“You don’t seem to ever talk about your…ability,” Gershom ventured.
“No. Unless people inquire and want me to use it. I think it makes them uncomfortable.”
“Yeah, I can see that happening.”
I had a feeling Gershom wanted to ask me more questions, but he stayed quiet for a few minutes. In fact, he waited until his sandwich was gone entirely before speaking again.
Glancing at me hesitantly, he asked, “So…can I ask how you…finally knew?”
“You mean that I could talk to the dead?”
“Right. But it’s more than that, isn’t it? I thought…I thought you visit the afterlife…or at least the place people consider the afterlife.”
I let my sandwich fall to my lap because I knew my explanation would take some time.
“I do…but I didn’t know for a long time actually. Since it happens in my sleep, I thought I was dreaming like everyone else does. You can’t really jump into other people’s dreams and compare them to your own, so I didn’t know that people talking to you in your dreams regularly was…uncommon.” I paused to laugh at myself, but Gershom didn’t join in. He waited patiently for me to continue, his grave expression never wavering. “But then one day my next door neighbor passed on and that night he came to me, asking if I’d deliver a message to his wife.
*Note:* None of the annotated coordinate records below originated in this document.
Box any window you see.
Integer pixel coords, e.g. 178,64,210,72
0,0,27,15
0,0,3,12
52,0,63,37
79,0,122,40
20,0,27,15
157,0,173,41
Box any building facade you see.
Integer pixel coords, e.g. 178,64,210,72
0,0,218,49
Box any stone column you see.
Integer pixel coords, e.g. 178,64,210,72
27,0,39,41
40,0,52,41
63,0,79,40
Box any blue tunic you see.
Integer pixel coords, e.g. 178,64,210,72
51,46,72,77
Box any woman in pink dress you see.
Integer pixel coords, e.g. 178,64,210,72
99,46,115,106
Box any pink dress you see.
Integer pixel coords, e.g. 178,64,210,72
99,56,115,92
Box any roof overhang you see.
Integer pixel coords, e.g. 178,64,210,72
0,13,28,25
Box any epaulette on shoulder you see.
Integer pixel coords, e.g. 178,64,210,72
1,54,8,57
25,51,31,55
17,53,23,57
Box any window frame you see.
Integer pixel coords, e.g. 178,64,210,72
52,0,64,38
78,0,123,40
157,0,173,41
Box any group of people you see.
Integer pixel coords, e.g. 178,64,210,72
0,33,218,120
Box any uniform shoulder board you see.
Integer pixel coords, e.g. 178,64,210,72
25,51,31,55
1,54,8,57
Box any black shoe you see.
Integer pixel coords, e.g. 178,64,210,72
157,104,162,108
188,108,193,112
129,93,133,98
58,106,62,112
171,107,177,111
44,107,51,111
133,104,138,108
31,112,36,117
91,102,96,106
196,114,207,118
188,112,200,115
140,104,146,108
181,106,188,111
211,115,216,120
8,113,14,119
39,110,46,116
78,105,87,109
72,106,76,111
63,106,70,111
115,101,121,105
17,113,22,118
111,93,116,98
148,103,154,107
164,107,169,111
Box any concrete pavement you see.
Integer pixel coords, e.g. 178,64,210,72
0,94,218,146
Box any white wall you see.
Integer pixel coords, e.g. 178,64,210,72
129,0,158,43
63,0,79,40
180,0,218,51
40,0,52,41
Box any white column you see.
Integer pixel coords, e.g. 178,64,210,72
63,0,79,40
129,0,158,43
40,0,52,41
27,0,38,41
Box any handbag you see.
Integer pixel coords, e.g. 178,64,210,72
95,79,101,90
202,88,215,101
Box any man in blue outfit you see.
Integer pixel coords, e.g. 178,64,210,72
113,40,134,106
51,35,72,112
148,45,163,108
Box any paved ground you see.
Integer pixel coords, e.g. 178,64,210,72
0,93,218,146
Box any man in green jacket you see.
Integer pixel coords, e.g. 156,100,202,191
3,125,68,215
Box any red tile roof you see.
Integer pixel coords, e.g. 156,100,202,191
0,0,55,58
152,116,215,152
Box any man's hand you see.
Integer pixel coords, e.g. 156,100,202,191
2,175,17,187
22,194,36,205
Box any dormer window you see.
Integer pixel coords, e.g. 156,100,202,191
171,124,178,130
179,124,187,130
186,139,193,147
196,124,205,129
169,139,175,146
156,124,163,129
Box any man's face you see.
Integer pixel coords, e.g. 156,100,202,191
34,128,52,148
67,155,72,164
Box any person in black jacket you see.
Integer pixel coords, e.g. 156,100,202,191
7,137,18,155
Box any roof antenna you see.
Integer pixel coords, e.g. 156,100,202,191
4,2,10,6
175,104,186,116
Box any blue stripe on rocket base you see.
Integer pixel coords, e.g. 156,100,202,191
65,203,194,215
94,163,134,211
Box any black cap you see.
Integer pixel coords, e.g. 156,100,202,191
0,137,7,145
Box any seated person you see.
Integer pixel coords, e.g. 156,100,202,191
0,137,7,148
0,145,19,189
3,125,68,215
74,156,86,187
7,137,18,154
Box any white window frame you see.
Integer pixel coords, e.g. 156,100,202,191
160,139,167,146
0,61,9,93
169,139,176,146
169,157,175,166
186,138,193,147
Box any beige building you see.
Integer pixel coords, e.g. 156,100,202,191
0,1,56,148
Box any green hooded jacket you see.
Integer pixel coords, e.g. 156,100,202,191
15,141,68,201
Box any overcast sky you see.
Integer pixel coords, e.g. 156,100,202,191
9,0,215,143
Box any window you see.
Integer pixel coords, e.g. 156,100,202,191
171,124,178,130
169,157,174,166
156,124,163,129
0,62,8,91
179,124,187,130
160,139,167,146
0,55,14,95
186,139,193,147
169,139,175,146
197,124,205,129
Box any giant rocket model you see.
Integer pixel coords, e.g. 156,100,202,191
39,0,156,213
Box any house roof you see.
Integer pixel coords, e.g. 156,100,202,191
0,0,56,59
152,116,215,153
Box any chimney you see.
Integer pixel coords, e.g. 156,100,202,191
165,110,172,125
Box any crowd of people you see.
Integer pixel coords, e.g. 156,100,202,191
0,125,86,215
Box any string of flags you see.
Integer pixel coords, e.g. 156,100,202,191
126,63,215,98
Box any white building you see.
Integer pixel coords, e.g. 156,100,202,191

He wanted to tell her that there was cash stored in a coffee container in the back of the pantry. So that next morning, I went over and told her. I was young enough then, or stupid enough, to do it without understanding the consequences.”
“Not stupid,” Gershom corrected. “Brave.”
I snickered. His perception was not quite accurate. “Bravery implies knowing the cost of opening the door…letting others know what I could do…and then doing it anyways. No, I’d have to say I was not prepared for the penalty.”
Gershom emphatically disagreed. “Even at a young age we know if we are different. We understand common behavior and know when we are deviating from it. I’m sure you did too. I think you’re being modest.”
I watched him closely for a moment. “You have a lot of wisdom for an eighteen-year-old.”
Suddenly uncomfortable, he dropped his stare. “Being on the road…and alone…you learn a lot.”
I knew the truth to that statement.
“So, I’m assuming you went ahead and told your neighbor’s wife about the money,” he persisted.
“Oh, yeah, I did. She slammed the door in my face, probably thinking I was playing some kind of mean joke on her. But later…while I was sitting on my doorstep questioning my sanity…deciding if I should get help…she walked across the lawn toward me, shaking, with a coffee can in one hand and a wad of cash in the other.”